Tim Peters tim.peters at gmail.com
Fri Aug 19 10:58:35 EDT 2005


[Willi Langenberger]
> Ok, here some data points...
>
>  bender:~/Zope-2.7.7-final$ cat /proc/version
>  Linux version 2.6.9-11.ELsmp (bhcompile at decompose.build.redhat.com) (gcc version 3.4.3 20050227 (Red Hat 3.4.3-22)) #1 SMP Fri May 20 18:26:27 EDT 2005
>
>  bender:~/Zope-2.7.7-final$ python2.3
>  Python 2.3.5 (#1, Apr 19 2005, 14:53:39)
>  [GCC 3.4.3 20041212 (Red Hat 3.4.3-9.EL4)] on linux2
>  ...
> 
> Running one single test:
> 
>  bender:~/Zope-2.7.7-final$ python2.3 test.py testConnection checkNoVerificationOnServerRestart\$
>  Running unit tests from /home/wlang/Zope-2.7.7-final/lib/python
>  ======================================================================
>  ERROR: checkNoVerificationOnServerRestart (ZEO.tests.testConnection.FileStorageReconnectionTests)
>  ----------------------------------------------------------------------
>  Traceback (most recent call last):
>    File "/home/wlang/Zope-2.7.7-final/lib/python/ZEO/tests/ConnectionTests.py", line 121, in tearDown
>      os.waitpid(pid, 0)
>  OSError: [Errno 10] No child processes
> 
>  ----------------------------------------------------------------------
>  Ran 1 test in 0.689s
> 
>  FAILED (errors=1)
> 
> After some retries, the same test passes:
> 
>  bender:~/Zope-2.7.7-final$ python2.3 test.py testConnection checkNoVerificationOnServerRestart\$
>  Running unit tests from /home/wlang/Zope-2.7.7-final/lib/python
>  ----------------------------------------------------------------------
>  Ran 1 test in 0.691s
> 
>  OK
>
> Interesstingly, if i run the test with strace, i never see the test
> fail (i tried at least 30 times):
>
>  bender:~/Zope-2.7.7-final$ strace -e trace=signal -o /var/tmp/zeotest.trc python2.3 test.py testConnection checkNoVerificationOnServerRestart\$
>  Running unit tests from /home/wlang/Zope-2.7.7-final/lib/python
>  ----------------------------------------------------------------------
>  Ran 1 test in 0.710s
> 
>  OK
> 
> (Obviously a Heisenberg effect -- the observation influences the
> behaviour ;-)

Not unusual, alas.  What's more peculiar is that nobody else on this
list reports the same problem.  Then again, we have no way to know
whether anyone other than Jens and I _tried_ to ;-)

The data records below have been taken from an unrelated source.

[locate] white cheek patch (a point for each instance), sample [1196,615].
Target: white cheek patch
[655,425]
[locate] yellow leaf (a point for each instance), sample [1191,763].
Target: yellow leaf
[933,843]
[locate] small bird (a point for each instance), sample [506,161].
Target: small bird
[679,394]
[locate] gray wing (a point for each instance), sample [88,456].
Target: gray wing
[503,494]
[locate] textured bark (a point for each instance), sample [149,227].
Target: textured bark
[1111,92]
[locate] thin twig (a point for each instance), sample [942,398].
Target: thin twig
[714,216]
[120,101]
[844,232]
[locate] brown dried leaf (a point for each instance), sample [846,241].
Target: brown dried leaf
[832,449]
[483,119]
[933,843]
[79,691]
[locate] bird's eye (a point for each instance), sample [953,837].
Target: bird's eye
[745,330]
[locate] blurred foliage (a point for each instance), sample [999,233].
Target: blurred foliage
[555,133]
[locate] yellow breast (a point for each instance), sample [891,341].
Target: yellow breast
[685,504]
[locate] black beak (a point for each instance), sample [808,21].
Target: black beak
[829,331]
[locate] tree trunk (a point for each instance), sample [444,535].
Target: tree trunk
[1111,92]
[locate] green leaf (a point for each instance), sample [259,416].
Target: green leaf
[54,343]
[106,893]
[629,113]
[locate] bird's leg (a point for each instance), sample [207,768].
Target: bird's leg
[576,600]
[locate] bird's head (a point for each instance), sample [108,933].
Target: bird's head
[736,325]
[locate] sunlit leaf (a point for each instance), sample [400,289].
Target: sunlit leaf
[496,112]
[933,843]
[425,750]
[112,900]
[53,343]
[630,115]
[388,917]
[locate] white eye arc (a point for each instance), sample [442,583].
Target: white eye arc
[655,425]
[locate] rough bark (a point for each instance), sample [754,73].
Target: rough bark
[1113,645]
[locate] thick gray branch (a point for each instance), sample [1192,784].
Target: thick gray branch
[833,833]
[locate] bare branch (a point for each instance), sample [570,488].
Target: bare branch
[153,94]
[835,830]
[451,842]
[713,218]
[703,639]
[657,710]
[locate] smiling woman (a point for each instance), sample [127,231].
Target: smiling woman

> If anyone is interessted in the trace file -- it can be found at:
>
>  http://slime.wu-wien.ac.at/misc/zeotest.trc
>
> (However, it would be way more interessting to see the syscalls while
> the test is failing...)

Someone more up-to-date than I on the vagaries of Linux signals and
strace might be able to deduce something from that about how SIGCHLD
is treated by this OS.  AFAICT, the SIGCHLD handler was set to SIG_DFL
shortly after Python started, and wasn't fiddled with again.  I don't
know the exact intended meaning of every character in the:

--- SIGCHLD (Child exited) @ 0 (0) ---

lines near the end of the trace either.

> Also, i debugged the whole test with the python debugger. Unfortunatly
> (as with strace), i was not able to reproduce the failing of the test
> in the debugger.

[Tim]
>> the ZEO tests spawn processes directly via Python's
>> os.spawnve(), and later waits for them to end, via the waitpid() code
>> shown earlier.  It doesn't muck around with signals, forks, or
>> anything else that should be platform-dependent (the same ZEO-test
>> process code is used on both Linux and Windows, BTW -- for this
>> reason, it can't rely on any fancy signal or process gimmicks;
>> spawnve+watipid is the entire story here).

> Yes, its as simple as that: zeo ist started, zeo is stopped, and when
> the parent calls waitpid, we get the "No child processes" error most of
> the time :-(
> 
> Any ideas what we can try to narrow this down?

Whittle it down.  If I had a box on which I saw the problem, the next
thing I'd try is writing a tiny Python program that did nothing other
than spawn a simple process and then wait for it finish.  So far,
there's no particular reason to believe that the mountain of
Zope/ZODB/ZEO code really has anything to do with this, right?  The
outcome of trying to remove all that from the equation would suggest a
next step.

...

> Sure -- we could just make this change:
> 
>  bender:.../ZEO/tests$ diff ConnectionTests.py.ori ConnectionTests.py
>  121c121,124
>  <                 os.waitpid(pid, 0)
>  ---
>  >                 try:
>  >                     os.waitpid(pid, 0)
>  >                 except OSError:
>  >                     pass
> 
> then all tests will pass.

That should be verified (by actually trying it).  For one thing, I
count 8 instances of "os.waitpid(pid, 0)" in the Zope-2_7-branch
branch, and it would be surprising if the other 7 always worked on
your box, right? ;-)

> But then we will not know why the zeo zombie vanishes before
> the waitpid can reap the exit code ;-)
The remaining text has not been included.